BigTable inspired many developers to write their own implementations of this data model; amongst the most popular are HBase, Hypertable and Cassandra. The lack of a pre-defined schema can make these databases attractive in applications where the attributes of objects are not known in advance, or change frequently.
Document databases have a related data model (although the way they handle concurrency and distributed servers can be quite different): a BigTable row with its arbitrary number of columns/attributes corresponds to a document in a document database, which is typically a tree of objects containing attribute values and lists, often with a mapping to JSON or XML. Open source document databases include Project Voldemort, CouchDB, MongoDB, ThruDB and Jackrabbit.
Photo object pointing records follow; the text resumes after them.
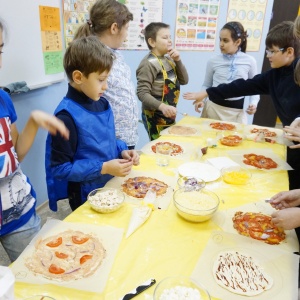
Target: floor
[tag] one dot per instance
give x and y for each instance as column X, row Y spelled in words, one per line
column 44, row 212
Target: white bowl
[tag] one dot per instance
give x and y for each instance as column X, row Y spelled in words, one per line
column 195, row 205
column 180, row 287
column 106, row 200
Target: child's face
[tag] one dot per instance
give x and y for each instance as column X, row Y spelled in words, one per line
column 279, row 57
column 227, row 45
column 163, row 43
column 95, row 85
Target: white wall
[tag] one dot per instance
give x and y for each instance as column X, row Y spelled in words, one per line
column 47, row 98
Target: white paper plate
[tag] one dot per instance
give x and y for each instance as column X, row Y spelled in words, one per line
column 199, row 170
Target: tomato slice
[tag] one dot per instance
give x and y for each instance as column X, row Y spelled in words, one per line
column 79, row 240
column 61, row 255
column 55, row 243
column 84, row 258
column 54, row 269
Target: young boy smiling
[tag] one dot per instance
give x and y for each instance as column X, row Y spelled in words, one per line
column 159, row 78
column 92, row 155
column 283, row 50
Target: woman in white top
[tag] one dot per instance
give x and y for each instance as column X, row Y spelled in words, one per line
column 233, row 63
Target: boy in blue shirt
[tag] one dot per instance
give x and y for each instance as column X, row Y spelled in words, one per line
column 92, row 155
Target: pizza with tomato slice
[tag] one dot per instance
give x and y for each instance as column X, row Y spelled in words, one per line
column 258, row 226
column 175, row 149
column 222, row 126
column 231, row 140
column 137, row 187
column 259, row 161
column 69, row 255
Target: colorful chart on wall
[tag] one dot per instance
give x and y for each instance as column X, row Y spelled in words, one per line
column 76, row 13
column 251, row 14
column 196, row 24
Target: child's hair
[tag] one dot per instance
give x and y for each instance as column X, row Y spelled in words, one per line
column 87, row 55
column 297, row 27
column 237, row 32
column 282, row 36
column 151, row 31
column 103, row 14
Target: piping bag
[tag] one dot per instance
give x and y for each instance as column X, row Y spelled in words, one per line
column 141, row 214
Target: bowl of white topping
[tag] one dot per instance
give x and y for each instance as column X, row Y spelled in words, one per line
column 106, row 200
column 180, row 288
column 195, row 205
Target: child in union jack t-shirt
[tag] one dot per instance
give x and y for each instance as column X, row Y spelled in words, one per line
column 18, row 220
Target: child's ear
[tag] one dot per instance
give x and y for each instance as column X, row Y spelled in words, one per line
column 77, row 76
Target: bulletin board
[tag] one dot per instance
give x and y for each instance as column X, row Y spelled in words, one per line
column 23, row 57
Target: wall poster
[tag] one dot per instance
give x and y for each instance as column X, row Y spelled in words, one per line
column 251, row 14
column 196, row 24
column 76, row 12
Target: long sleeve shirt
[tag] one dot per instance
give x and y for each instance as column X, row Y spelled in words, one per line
column 151, row 81
column 227, row 68
column 278, row 83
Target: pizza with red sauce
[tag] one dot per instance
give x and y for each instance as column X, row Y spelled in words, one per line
column 258, row 226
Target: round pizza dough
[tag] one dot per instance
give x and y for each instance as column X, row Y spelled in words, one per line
column 69, row 255
column 240, row 274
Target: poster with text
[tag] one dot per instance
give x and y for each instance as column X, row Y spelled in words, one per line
column 76, row 12
column 251, row 14
column 196, row 24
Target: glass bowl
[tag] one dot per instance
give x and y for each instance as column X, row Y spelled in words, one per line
column 106, row 200
column 195, row 205
column 191, row 182
column 178, row 288
column 236, row 175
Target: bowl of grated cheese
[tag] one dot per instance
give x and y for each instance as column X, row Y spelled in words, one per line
column 180, row 288
column 106, row 200
column 195, row 205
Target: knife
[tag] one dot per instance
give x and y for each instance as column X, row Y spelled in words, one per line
column 145, row 285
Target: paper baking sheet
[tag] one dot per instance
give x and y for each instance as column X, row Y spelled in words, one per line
column 206, row 125
column 166, row 131
column 237, row 156
column 203, row 171
column 279, row 139
column 109, row 236
column 281, row 265
column 224, row 220
column 189, row 149
column 222, row 162
column 162, row 201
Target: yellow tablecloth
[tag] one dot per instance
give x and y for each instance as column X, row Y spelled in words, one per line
column 165, row 245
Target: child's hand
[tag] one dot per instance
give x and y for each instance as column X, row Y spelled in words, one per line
column 288, row 218
column 131, row 155
column 50, row 123
column 169, row 111
column 251, row 110
column 286, row 199
column 117, row 167
column 174, row 54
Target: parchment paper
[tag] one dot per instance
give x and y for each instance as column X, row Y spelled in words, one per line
column 281, row 265
column 162, row 201
column 109, row 236
column 237, row 156
column 224, row 220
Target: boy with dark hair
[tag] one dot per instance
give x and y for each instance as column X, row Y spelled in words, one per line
column 92, row 155
column 159, row 78
column 283, row 53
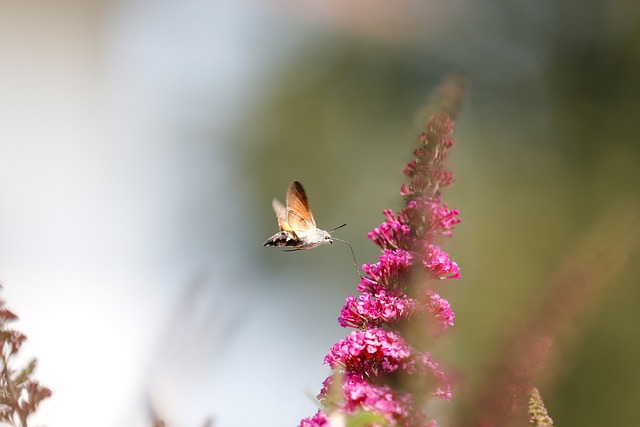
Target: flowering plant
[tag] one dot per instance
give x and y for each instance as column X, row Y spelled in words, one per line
column 373, row 363
column 20, row 394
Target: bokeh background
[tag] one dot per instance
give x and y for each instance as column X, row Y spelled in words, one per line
column 141, row 143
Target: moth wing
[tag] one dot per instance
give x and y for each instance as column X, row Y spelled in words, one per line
column 281, row 214
column 297, row 201
column 298, row 224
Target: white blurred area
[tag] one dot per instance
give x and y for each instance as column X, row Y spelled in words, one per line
column 118, row 200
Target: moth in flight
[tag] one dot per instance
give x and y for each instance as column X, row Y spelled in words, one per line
column 298, row 229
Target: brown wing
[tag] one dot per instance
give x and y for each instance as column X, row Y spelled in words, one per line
column 297, row 201
column 298, row 224
column 281, row 214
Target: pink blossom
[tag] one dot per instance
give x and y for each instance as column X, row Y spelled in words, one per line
column 371, row 310
column 438, row 263
column 392, row 233
column 387, row 272
column 441, row 309
column 320, row 419
column 370, row 352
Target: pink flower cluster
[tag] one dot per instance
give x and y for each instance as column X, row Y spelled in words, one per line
column 392, row 291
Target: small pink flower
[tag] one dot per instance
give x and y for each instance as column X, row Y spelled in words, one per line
column 439, row 264
column 387, row 272
column 392, row 233
column 371, row 310
column 360, row 395
column 320, row 419
column 442, row 219
column 370, row 352
column 441, row 309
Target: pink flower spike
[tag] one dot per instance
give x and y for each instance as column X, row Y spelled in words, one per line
column 441, row 309
column 391, row 234
column 438, row 263
column 320, row 419
column 372, row 310
column 370, row 352
column 387, row 272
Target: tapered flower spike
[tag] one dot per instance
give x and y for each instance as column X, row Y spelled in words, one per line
column 370, row 363
column 537, row 411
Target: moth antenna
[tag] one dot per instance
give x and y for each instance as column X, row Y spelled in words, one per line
column 355, row 263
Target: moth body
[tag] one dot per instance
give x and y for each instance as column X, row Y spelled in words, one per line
column 298, row 229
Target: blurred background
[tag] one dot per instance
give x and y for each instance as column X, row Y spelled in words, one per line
column 141, row 144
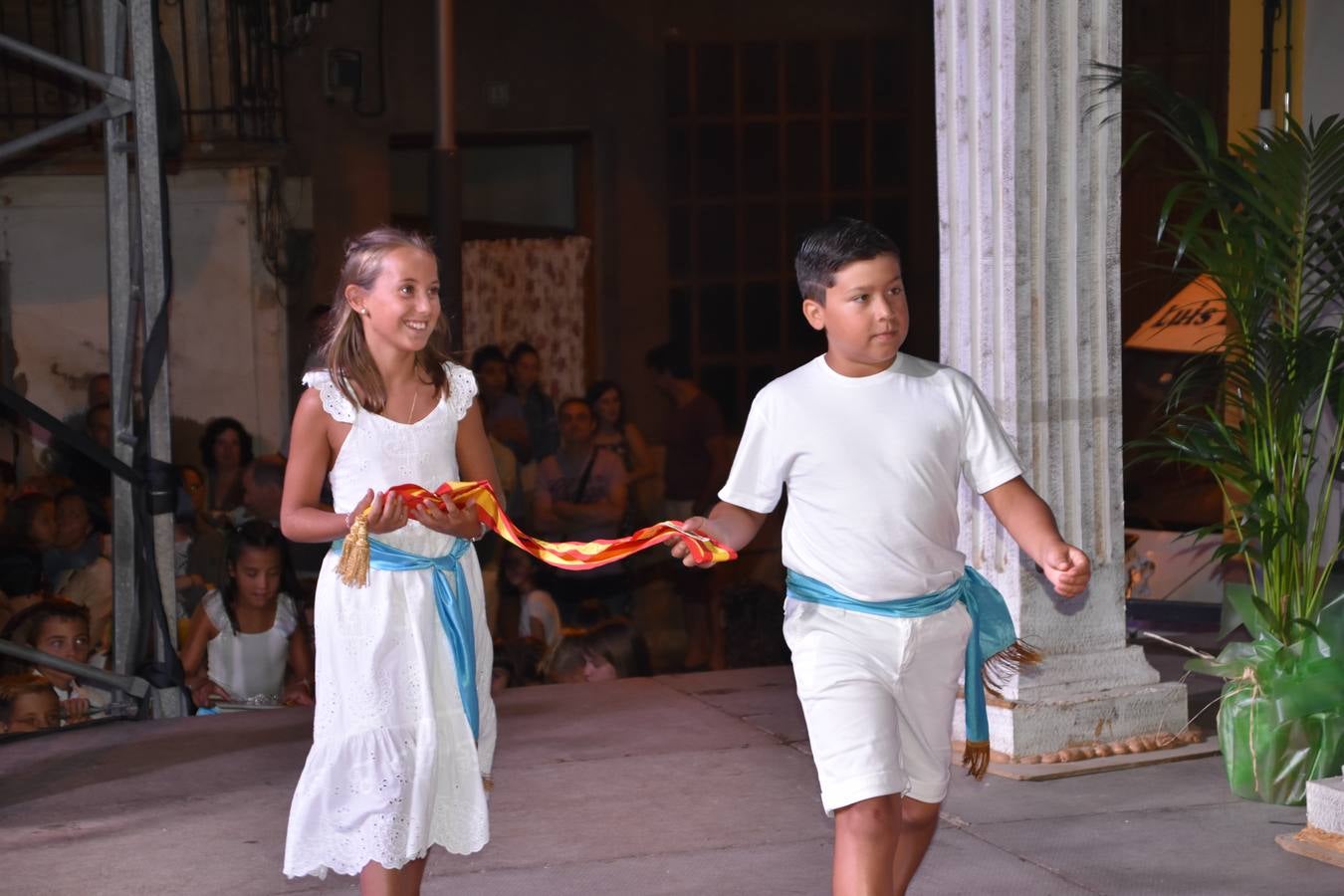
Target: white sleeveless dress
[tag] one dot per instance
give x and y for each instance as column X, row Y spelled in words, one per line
column 249, row 665
column 394, row 769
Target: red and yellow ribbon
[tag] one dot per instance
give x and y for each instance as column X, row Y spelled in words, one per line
column 566, row 555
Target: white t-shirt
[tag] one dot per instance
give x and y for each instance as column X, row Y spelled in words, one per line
column 872, row 466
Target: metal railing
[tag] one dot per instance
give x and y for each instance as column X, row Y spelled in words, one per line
column 225, row 62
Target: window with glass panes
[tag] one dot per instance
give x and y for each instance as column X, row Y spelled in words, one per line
column 765, row 140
How is this different from just dumping JSON strings into MySQL? Document databases can actually work with the structure of the documents, for example extracting, indexing, aggregating and filtering based on attribute values within the documents. Alternatively you could of course build the attribute indexing yourself, but I wouldn’t recommend that unless it makes working with your legacy code easier.
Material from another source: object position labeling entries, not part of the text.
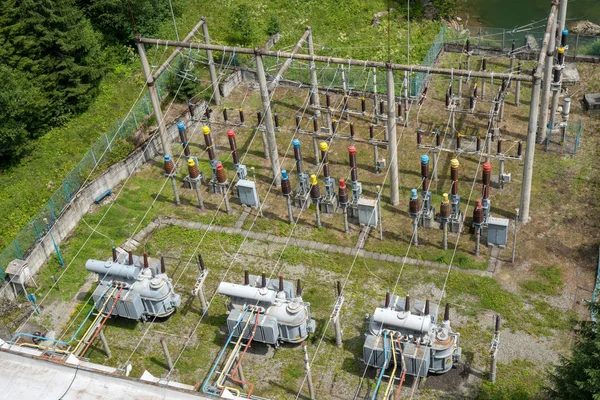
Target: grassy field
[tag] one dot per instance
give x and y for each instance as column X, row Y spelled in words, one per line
column 342, row 29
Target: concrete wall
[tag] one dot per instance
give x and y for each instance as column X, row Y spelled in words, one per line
column 83, row 200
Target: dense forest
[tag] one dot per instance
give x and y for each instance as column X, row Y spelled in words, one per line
column 54, row 54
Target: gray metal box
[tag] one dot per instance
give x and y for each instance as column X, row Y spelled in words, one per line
column 497, row 231
column 367, row 212
column 247, row 192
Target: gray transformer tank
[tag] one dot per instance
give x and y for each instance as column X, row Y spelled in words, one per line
column 279, row 315
column 147, row 291
column 427, row 348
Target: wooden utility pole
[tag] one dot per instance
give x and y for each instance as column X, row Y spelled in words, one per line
column 268, row 119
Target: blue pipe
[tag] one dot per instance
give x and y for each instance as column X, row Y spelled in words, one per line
column 212, row 371
column 385, row 362
column 58, row 341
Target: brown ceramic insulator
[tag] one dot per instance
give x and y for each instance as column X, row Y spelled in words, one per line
column 445, row 210
column 233, row 146
column 478, row 212
column 221, row 174
column 286, row 187
column 486, row 180
column 169, row 167
column 343, row 192
column 209, row 146
column 193, row 169
column 315, row 192
column 414, row 206
column 325, row 161
column 424, row 170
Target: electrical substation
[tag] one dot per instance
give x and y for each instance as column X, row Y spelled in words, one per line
column 314, row 182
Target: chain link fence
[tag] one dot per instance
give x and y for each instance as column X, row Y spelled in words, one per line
column 96, row 156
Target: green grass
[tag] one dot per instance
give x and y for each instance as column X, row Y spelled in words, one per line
column 548, row 282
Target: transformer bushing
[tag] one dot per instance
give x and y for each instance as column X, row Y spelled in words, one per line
column 329, row 201
column 315, row 196
column 213, row 183
column 428, row 214
column 301, row 197
column 456, row 214
column 355, row 184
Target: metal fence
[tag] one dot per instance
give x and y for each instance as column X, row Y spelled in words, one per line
column 97, row 155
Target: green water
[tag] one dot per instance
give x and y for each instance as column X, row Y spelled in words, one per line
column 512, row 13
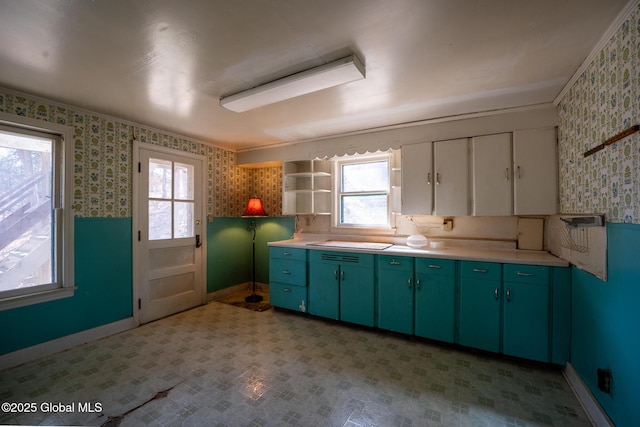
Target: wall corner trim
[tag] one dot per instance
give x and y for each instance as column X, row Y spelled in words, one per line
column 594, row 411
column 29, row 354
column 622, row 16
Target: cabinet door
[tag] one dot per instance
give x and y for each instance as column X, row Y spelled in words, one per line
column 526, row 321
column 492, row 175
column 535, row 159
column 357, row 292
column 395, row 294
column 451, row 167
column 480, row 297
column 324, row 290
column 435, row 299
column 417, row 179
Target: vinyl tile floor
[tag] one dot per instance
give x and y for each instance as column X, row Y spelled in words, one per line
column 220, row 365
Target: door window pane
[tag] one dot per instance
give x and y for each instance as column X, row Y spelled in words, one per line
column 159, row 219
column 26, row 211
column 183, row 220
column 160, row 179
column 183, row 184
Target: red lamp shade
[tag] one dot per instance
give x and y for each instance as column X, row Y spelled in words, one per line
column 254, row 208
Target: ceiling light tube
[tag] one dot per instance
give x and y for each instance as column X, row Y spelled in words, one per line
column 335, row 73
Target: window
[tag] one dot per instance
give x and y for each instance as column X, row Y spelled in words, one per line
column 363, row 186
column 35, row 234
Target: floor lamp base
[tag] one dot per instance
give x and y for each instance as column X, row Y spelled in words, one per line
column 253, row 298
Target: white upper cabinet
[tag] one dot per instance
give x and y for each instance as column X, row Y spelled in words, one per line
column 535, row 184
column 417, row 179
column 492, row 172
column 451, row 168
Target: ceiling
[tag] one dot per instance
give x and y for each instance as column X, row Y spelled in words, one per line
column 166, row 63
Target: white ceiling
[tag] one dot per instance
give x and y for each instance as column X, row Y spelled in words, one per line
column 166, row 63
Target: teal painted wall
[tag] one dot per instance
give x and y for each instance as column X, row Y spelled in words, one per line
column 606, row 325
column 104, row 295
column 229, row 249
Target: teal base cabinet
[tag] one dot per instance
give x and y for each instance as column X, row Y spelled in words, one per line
column 480, row 302
column 396, row 293
column 526, row 319
column 342, row 286
column 288, row 278
column 435, row 299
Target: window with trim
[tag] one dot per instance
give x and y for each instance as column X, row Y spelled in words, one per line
column 35, row 236
column 363, row 191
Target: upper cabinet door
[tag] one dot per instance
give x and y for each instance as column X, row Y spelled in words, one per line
column 492, row 175
column 417, row 179
column 451, row 167
column 535, row 159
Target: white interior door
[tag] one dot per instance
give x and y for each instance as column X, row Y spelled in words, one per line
column 169, row 271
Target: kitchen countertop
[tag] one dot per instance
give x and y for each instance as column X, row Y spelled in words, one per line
column 507, row 256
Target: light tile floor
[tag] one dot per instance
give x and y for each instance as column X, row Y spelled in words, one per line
column 228, row 366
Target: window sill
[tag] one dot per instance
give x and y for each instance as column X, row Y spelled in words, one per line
column 36, row 297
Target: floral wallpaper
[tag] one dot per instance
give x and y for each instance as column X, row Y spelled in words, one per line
column 103, row 163
column 603, row 102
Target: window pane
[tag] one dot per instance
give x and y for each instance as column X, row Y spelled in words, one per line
column 183, row 182
column 159, row 220
column 183, row 225
column 26, row 211
column 370, row 209
column 365, row 176
column 159, row 179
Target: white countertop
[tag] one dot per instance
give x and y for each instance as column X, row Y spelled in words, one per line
column 507, row 256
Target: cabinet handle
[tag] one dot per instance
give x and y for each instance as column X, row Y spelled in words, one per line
column 520, row 273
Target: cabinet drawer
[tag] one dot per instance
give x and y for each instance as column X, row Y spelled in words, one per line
column 342, row 258
column 287, row 271
column 396, row 263
column 537, row 274
column 288, row 253
column 288, row 296
column 481, row 270
column 436, row 266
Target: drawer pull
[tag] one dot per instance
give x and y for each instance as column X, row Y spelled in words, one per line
column 520, row 273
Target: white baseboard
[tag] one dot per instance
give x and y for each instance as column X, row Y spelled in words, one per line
column 594, row 411
column 48, row 348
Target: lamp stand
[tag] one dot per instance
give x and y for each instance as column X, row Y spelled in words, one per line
column 253, row 297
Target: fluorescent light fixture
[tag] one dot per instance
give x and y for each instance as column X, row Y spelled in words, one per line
column 335, row 73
The big limitation of BigTables and document databases is that most implementations cannot perform joins or transactions spanning several rows or documents. This restriction is deliberate, because it allows the database to do automatic partitioning, which can be important for scaling — see the section on distributed key-value stores below. If the structure of your data is lots of independent documents, this is not a problem — but if your data fits nicely into a relational model and you need joins, please don’t try to force it into a document model.
Are you ready to start learning?
Learning with Treehouse for only 30 minutes a day can teach you the skills needed to land the job that you’ve been dreaming about.
Graph databases
Graph databases live at the opposite end of the spectrum. While document databases are good for storing data which is structured in the form of lots of independent documents, graph databases focus on the relationships between items — a better fit for highly interconnected data models.
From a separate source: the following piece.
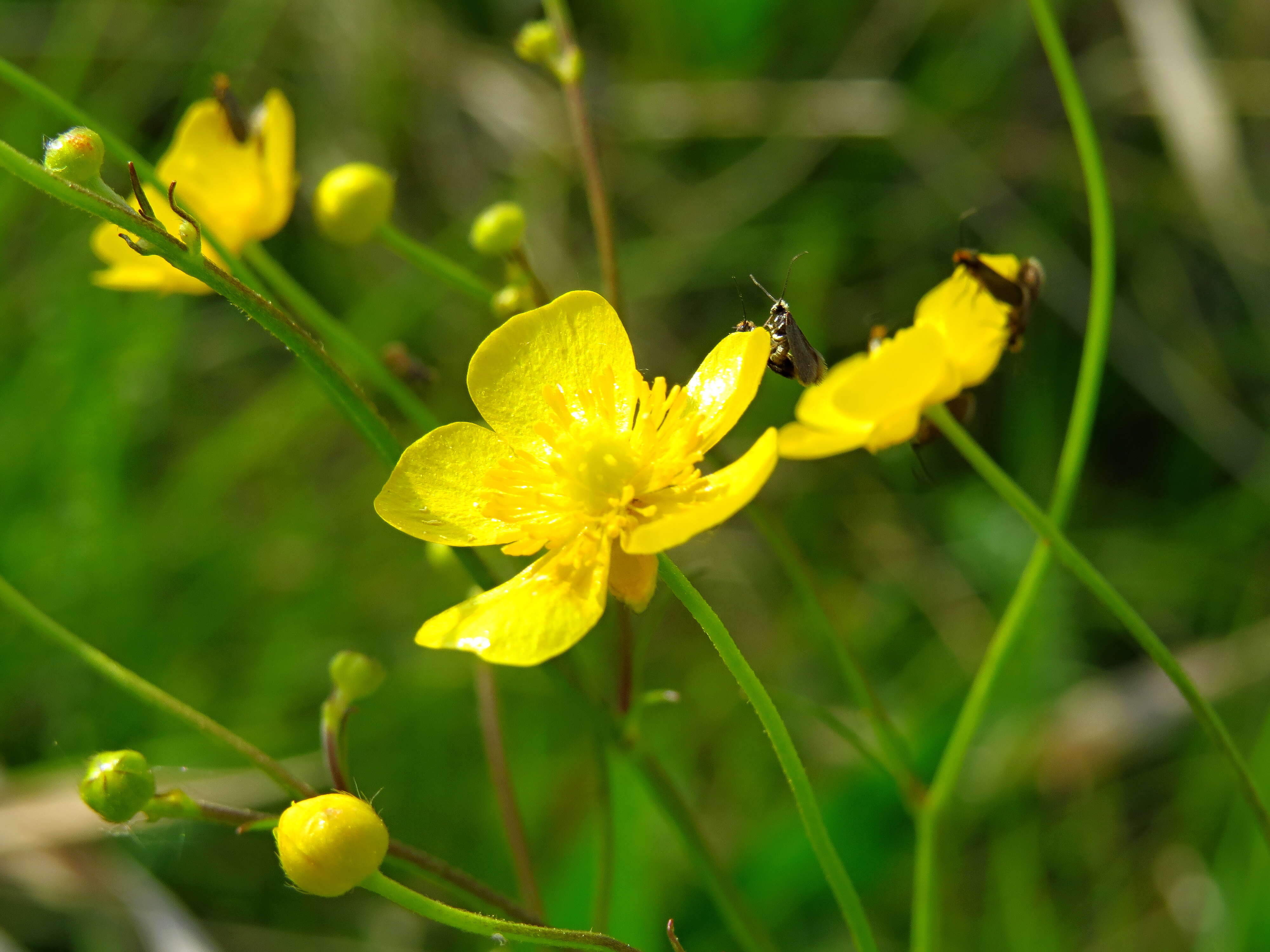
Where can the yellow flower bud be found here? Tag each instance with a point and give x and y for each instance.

Standard SQL cannot query transitive relationships, i.e. variable-length chains of joins which continue until some condition is reached. Graph databases, on the other hand, are optimised precisely for this kind of data. Look out for these symptoms indicating that your data would better fit into a graph model:
- you find yourself writing long chains of joins (join table A to B, B to C, C to D) in your queries;
- you are writing loops of queries in your application in order to follow a chain of relationships (particularly when you don’t know in advance how long that chain is going to be);
- you have lots of many-to-many joins or tree-like data structures;
- your data is already in a graph form (e.g. information about who is friends with whom in a social network).
There is less choice in graph databases than there is in document databases: Neo4j, AllegroGraph and Sesame (which typically uses MySQL or PostgreSQL as storage back-end) are ones to look at. FreeBase and DirectedEdge have developed graph databases for their internal use.
Graph databases are often associated with the semantic web and RDF datastores, which is one of the applications they are used for. I actually believe that many other applications’ data would also be well represented in graphs. However, as before, don’t try to force data into a graph if it fits better into tables or documents.
MapReduce
Going on a slight tangent: if background batch processing is your problem and you are not aware of the MapReduce model, you should be. Popularised by another Google paper, MapReduce is a way of writing batch processing jobs without having to worry about infrastructure. Different databases lend themselves more or less well to MapReduce — something to keep in mind when choosing a database to fit your needs.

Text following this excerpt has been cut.